Turn-ons: adolescent boys, vampires, werewolves, atrocious writing, bad CGI, Mormons and being judged by different sexual standards than men.
Turn-offs: Dostoevsky, fags, blacks, thinking with my brain and greasy cookware.
How we got to be The BEAST Page 3 Twilight Mom: Well, I was out at the local shopping mall—you know, scoping out the genitalia of adolescent boys when I was approached by BEAST editor Allan Uthman. I went with him, because I thought he was a werewolf. He sure is hairy, but it turns out that he’s just Kurdish. Too bad, too, because I was getting all wet down there! I guess after I get home I’ll just diddle myself to my daughter’s high school yearbook—again.
Future plans: I’m going to furiously masturbate while thinking of adolescent werewolves. I also plan on taking out a loan to start my own vampire dating service.
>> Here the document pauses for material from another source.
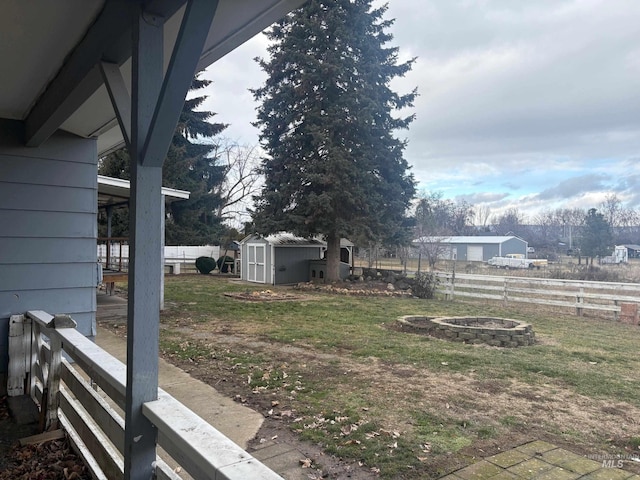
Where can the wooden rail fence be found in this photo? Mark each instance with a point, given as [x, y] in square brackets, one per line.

Or maybe I’ll write my own book about masturbating to adolescent vampires and werewolves just like Stephenie Meyer!
How I’d like to be remembered: As an odd cultural phenomenon, wherein, old ladies are allowed to fawn over, and masturbate to, shallow descriptions of supernatural creatures—and all under the clever guise of bonding with my daughter, which is funny, because I fucking hate that bitch.